Your anger destroys her spirit.
Your anger shuts her down.
Your anger makes her give up.
Your anger makes her believe that she is unloveable, unworthy and not worth loving.
Your anger crushes the core of who she is. Enough said.
3. ASK QUESTIONS
As we all know, there are questions that get to the heart of a person and there are questions used to interrogate and intimidate. To accomplish the former, it invites the question: How do you ask good questions to pace with your daughter while she talks?
Here’s an easy solution to this dilemma. All you have to do is provide a follow-up question using the exact word or words that she just used in her last sentence.
Start with a general question: “How was your day at school?
She answers, “fine.” (by the way, on Venus we call this is a non-answer answer!)
Then ask, “What about it was fine?”
She answers, “Well, this really hot guy smiled at me in math.”
Follow with, “What about him is hot?”
This will require a ton of active listening. But that’s a vital part of connecting so I know you’re all about making that happen.
4. ANSWER WITH: “I’M WONDERING”
This tool has been described by dads in The Abba Project as “the #1 greatest help in opening up communication with our daughters.” All you have to do is add these two little words to the beginning of any question you ask her.

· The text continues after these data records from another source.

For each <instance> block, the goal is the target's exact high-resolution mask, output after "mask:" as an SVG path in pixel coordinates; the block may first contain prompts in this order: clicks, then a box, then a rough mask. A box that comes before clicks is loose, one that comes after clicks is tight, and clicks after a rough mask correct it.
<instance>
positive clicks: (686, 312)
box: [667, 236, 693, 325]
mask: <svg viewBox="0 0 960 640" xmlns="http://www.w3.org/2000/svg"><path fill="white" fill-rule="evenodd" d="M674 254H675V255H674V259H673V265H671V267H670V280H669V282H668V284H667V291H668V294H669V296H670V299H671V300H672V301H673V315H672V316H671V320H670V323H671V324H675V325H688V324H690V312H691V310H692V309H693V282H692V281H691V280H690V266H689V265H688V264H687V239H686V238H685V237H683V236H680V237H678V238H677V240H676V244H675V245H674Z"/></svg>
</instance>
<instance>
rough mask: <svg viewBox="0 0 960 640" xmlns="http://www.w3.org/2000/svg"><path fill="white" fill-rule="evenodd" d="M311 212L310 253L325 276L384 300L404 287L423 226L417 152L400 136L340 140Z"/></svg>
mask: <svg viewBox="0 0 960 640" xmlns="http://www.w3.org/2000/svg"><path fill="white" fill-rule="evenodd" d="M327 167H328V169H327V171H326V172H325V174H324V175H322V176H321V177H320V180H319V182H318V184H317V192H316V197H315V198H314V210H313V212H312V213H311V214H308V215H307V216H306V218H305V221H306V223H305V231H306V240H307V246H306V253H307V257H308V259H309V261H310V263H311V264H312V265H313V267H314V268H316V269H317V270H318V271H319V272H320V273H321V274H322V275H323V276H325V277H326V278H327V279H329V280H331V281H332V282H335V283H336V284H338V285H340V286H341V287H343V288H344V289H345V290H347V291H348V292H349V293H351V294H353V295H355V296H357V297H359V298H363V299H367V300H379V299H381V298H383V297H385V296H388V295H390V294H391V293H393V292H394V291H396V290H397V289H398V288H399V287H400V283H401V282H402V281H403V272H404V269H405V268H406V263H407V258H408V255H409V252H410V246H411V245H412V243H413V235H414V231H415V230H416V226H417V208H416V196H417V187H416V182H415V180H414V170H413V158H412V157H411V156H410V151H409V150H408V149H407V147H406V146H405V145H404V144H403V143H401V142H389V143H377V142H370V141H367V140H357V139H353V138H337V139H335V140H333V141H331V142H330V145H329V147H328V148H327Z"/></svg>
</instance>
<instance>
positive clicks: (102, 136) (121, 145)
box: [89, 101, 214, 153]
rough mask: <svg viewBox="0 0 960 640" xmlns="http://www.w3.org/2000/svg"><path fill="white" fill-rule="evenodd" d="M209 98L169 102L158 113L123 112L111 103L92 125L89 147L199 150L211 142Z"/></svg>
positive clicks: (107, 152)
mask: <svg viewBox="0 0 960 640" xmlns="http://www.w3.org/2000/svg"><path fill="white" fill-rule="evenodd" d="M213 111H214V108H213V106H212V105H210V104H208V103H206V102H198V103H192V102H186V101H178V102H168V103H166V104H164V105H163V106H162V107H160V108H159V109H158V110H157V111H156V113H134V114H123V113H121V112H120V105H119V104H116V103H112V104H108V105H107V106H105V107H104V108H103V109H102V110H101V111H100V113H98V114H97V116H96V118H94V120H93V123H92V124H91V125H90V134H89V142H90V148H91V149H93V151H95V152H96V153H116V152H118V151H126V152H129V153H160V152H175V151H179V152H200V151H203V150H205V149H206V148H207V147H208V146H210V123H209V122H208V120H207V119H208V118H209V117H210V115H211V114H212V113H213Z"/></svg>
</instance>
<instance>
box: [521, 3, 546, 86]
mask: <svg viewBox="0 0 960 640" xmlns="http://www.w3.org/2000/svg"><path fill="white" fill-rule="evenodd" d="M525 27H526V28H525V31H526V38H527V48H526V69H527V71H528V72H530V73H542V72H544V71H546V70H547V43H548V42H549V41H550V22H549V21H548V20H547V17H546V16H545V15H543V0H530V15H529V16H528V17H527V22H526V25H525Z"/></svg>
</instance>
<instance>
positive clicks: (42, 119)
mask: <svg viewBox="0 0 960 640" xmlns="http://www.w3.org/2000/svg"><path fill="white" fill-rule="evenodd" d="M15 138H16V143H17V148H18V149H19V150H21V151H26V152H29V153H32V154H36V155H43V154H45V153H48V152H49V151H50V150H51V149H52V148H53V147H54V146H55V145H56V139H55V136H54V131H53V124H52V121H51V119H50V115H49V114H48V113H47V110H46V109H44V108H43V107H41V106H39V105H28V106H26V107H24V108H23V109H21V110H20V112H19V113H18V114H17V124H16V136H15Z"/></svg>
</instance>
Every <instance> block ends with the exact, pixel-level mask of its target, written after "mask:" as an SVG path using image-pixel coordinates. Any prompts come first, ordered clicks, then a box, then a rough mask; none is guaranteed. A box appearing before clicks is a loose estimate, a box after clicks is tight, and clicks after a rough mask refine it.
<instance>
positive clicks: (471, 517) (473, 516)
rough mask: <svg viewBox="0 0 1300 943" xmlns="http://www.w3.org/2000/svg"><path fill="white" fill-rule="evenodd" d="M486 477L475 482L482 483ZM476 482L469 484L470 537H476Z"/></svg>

Andy used to ask his 17-year old daughter, “Why aren’t you going to school today?” Every time it ended the same: her wall went up and she barked her response. Figuring he had nothing to lose he tried it and instead asked, ‘I’m wondering…why aren’t you going to school today?” And miraculously she started talking. Andy came back to the group and enthusiastically announced, “I couldn’t believe it worked!”
5. AFFIRM, Affirm, Affirm
I heard an Abba Project dad recently say, “I never thought what I said mattered that much.” Oh contraire. I’m here to tell you that YOU are a KEY to your daughter’s well-being and confidence. One affirmation from you could offset an entire horrible, no good, very bad day.
In fact, the overriding themes in research strongly support that children who feel connected to their fathers do better in school, achieve higher grades, experience less depression, display greater self-esteem, report lower rates of suicide, and on it goes. Basically, I’m here to implore you to be the life-breathing voice in her head. Your voice will ring in her mind long after you speak. You can never affirm and encourage enough.
To be a connected dad, it’s going to take work. But like any worthwhile project, the harder the work, the greater the value. And the harder the work, the greater the reward.
Just remember: the most important part in all of this is turning your heart (not just your head) toward your daughter…
It’s not about being perfect. It’s about being present.